Dacy argues that IDM Properties’ defence is “fanciful” because Dacy would not have contracted with HOC which was potentially insolvent; HOC would not have taken on liability to a further sub-contractor; and IDM Properties (or any other IDM company) would not have entered into the direct payment arrangement.
However, this is very much a case that turns on the facts and the evidence and I cannot say that IDM Properties’ case is “fanciful”. On the facts as presented on this application, it is not at all clear who Dacy contracted with if anyone. There is a direct conflict of evidence both as to the background to, and circumstances of, the meeting on 3 December 2015 and what happened on that occasion. The subsequent conduct of those involved points at different times in different directions and does not make it clear which of Mr Keran or Mr McLoughlin is right as to what happened on 3 December 2015. If I refer back to the matters that Dacy specifically relied on in the adjudication as evidencing the contract, whilst the text message of 4 May 2016 gives some support to Mr Keran’s credibility, the e-mails of 16 December 2016 and 10 March 2016 arguably do not evidence the alleged contract; it is not at all clear that subsequent instructions were issued by IDM Properties; and there is no evidence that payments were made by IDM Properties.

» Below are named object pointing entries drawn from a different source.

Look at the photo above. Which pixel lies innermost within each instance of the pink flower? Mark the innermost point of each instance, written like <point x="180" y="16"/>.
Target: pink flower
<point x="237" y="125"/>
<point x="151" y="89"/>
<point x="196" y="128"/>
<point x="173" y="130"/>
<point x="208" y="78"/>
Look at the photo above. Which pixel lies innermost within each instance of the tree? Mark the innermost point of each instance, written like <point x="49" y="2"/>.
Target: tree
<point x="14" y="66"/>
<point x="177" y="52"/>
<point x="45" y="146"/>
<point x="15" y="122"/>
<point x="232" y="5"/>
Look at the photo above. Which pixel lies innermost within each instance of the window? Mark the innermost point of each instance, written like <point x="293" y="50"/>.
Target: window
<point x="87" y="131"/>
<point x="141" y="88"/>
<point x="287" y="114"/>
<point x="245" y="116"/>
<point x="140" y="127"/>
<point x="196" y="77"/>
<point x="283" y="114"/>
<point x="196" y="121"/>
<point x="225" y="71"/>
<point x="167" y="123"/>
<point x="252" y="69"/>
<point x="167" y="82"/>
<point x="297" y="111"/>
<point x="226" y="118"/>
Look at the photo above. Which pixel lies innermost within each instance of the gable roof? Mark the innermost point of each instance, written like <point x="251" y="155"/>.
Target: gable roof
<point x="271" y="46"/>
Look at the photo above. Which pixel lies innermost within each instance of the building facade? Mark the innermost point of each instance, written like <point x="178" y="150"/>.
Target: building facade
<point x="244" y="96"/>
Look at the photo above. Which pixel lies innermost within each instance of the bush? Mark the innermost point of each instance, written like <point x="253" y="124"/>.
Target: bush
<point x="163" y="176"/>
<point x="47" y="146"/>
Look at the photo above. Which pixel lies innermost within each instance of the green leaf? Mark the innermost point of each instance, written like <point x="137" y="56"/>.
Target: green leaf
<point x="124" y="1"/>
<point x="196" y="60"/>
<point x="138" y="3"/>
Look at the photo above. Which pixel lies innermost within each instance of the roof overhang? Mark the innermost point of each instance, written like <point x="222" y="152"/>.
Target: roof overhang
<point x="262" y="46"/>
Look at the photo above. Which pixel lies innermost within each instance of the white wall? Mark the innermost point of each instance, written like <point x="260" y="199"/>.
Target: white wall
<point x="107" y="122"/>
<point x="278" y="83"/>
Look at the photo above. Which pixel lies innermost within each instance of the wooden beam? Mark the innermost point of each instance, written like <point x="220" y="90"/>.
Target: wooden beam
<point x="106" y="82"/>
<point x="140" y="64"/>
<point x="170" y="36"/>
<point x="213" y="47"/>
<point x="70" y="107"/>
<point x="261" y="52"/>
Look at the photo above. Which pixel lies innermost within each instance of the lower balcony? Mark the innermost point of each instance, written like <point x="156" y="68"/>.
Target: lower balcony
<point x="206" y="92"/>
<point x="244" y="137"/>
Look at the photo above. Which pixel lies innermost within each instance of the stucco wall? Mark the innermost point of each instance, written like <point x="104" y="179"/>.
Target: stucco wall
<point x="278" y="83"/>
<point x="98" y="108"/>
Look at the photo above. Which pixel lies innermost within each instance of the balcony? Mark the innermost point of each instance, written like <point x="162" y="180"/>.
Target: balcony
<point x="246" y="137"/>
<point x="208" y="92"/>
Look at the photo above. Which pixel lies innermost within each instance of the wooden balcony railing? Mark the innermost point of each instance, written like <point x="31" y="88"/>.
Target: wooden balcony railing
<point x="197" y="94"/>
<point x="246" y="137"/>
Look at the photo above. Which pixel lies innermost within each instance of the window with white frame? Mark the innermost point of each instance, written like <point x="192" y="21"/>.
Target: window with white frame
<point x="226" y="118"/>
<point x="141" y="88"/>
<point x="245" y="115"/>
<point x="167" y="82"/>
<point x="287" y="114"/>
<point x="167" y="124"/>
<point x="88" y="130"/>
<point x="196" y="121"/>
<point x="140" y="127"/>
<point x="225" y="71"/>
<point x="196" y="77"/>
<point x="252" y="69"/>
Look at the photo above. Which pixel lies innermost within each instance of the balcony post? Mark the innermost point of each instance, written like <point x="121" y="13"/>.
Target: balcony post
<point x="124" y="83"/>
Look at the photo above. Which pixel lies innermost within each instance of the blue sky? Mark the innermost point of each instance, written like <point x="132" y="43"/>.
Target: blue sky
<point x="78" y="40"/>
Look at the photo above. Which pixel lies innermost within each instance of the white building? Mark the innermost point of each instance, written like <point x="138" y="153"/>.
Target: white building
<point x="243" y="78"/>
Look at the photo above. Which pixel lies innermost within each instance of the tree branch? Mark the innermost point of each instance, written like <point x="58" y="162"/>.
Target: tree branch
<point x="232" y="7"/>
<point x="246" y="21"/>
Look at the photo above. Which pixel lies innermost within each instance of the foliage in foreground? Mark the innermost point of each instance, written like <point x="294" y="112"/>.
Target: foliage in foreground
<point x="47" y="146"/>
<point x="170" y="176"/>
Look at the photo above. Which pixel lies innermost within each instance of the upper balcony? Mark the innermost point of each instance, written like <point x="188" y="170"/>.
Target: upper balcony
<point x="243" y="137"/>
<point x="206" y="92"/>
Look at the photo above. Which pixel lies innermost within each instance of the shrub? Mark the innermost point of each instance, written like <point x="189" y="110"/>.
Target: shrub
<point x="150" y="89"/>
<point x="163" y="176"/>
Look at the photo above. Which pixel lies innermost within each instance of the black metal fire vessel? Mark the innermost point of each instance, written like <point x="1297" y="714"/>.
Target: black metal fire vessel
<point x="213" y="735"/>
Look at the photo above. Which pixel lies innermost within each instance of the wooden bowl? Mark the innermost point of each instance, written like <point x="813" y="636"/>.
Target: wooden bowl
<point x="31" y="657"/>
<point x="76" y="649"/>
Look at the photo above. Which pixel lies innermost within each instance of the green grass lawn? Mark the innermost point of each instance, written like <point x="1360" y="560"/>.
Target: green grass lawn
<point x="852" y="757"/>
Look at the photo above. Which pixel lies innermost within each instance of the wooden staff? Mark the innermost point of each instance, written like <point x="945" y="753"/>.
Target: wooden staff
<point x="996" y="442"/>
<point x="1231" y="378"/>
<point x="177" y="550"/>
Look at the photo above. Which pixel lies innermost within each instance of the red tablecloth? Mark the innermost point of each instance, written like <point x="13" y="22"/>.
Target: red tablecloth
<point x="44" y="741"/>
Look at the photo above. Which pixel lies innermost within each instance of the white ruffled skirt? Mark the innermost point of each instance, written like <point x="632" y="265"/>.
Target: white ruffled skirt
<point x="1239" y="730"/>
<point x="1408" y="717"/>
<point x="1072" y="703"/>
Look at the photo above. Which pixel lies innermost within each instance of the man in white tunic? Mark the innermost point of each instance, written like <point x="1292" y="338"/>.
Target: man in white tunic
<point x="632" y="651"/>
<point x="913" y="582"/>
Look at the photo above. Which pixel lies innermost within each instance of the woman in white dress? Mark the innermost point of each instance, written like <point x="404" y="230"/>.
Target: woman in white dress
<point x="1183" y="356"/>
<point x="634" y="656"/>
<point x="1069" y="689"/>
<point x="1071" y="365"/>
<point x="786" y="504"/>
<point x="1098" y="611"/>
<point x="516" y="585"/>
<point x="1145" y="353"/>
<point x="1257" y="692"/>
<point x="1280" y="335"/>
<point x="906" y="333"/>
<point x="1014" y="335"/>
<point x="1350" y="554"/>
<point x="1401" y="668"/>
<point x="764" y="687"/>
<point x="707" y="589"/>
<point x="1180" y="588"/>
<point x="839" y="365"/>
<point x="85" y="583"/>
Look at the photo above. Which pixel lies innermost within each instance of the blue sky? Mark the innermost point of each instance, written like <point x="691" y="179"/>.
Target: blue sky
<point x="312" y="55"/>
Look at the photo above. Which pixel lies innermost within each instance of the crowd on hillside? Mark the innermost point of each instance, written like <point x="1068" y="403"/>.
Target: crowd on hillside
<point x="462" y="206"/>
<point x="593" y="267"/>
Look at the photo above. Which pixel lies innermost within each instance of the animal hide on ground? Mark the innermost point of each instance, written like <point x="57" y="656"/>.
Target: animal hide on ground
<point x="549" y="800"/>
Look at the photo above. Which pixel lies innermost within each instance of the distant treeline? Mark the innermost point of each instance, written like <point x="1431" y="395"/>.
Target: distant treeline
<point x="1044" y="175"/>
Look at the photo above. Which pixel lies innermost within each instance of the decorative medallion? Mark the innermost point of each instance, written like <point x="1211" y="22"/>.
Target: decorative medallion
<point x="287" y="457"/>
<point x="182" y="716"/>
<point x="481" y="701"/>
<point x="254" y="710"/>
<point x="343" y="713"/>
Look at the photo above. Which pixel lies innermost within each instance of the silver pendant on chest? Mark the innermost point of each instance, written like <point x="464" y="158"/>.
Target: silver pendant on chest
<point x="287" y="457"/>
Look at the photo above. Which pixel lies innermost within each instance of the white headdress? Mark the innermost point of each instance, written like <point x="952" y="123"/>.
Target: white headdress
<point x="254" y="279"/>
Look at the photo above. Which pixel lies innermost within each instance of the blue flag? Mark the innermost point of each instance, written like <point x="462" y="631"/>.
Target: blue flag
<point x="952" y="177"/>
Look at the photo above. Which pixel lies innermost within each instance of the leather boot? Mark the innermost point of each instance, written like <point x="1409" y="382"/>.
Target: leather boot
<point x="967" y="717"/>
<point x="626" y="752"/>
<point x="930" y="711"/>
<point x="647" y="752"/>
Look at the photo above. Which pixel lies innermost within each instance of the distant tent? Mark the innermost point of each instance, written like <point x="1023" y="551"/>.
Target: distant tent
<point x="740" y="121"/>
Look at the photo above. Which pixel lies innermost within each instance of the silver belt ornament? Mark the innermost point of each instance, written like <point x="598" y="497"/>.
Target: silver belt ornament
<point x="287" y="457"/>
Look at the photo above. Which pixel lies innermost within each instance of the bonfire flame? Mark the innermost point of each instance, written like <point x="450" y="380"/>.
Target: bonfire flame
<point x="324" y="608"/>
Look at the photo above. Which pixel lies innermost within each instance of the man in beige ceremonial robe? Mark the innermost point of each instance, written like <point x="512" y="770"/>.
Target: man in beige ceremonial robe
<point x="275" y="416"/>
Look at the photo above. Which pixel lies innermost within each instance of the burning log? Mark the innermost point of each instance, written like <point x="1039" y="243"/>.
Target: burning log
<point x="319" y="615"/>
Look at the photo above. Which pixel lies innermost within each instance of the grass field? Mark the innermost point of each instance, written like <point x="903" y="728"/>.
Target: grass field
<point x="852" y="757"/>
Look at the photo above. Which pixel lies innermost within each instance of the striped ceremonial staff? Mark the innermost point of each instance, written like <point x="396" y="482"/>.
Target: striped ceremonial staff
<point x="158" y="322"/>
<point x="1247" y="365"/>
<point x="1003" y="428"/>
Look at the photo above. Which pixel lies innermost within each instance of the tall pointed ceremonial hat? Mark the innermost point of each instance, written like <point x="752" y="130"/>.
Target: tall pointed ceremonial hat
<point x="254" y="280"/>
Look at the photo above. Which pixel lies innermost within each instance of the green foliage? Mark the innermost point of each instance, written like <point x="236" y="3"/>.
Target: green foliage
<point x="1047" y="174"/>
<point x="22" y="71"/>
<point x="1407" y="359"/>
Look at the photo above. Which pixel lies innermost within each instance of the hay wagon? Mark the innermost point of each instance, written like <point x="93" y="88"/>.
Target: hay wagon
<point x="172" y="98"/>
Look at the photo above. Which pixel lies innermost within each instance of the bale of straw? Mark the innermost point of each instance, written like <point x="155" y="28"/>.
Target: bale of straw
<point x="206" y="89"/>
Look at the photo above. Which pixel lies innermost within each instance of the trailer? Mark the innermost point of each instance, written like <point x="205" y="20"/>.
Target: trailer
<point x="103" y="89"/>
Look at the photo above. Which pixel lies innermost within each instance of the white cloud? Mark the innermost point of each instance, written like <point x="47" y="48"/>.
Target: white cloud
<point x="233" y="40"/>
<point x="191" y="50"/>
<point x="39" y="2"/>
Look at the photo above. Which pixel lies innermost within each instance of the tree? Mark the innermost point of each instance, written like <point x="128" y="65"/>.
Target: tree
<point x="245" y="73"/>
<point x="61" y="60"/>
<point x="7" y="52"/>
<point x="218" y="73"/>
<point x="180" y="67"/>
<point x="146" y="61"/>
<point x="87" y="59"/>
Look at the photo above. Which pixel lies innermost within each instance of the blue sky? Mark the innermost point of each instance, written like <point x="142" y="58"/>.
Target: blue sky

A point that was relied on heavily by Dacy was the absence of any evidence of a contract with HOC but, as I have identified, there are a number of pieces of evidence that suggest that Mr Keran at least believed that he did have a contract with HOC.
I conclude, therefore, that this is not the kind of dispute which I can resolve on a summary basis. Although I have addressed the available evidence at some length for the purposes of this application, I make it clear that I do not at this stage make any findings of fact on any of these matters but I dismiss the application for summary judgment.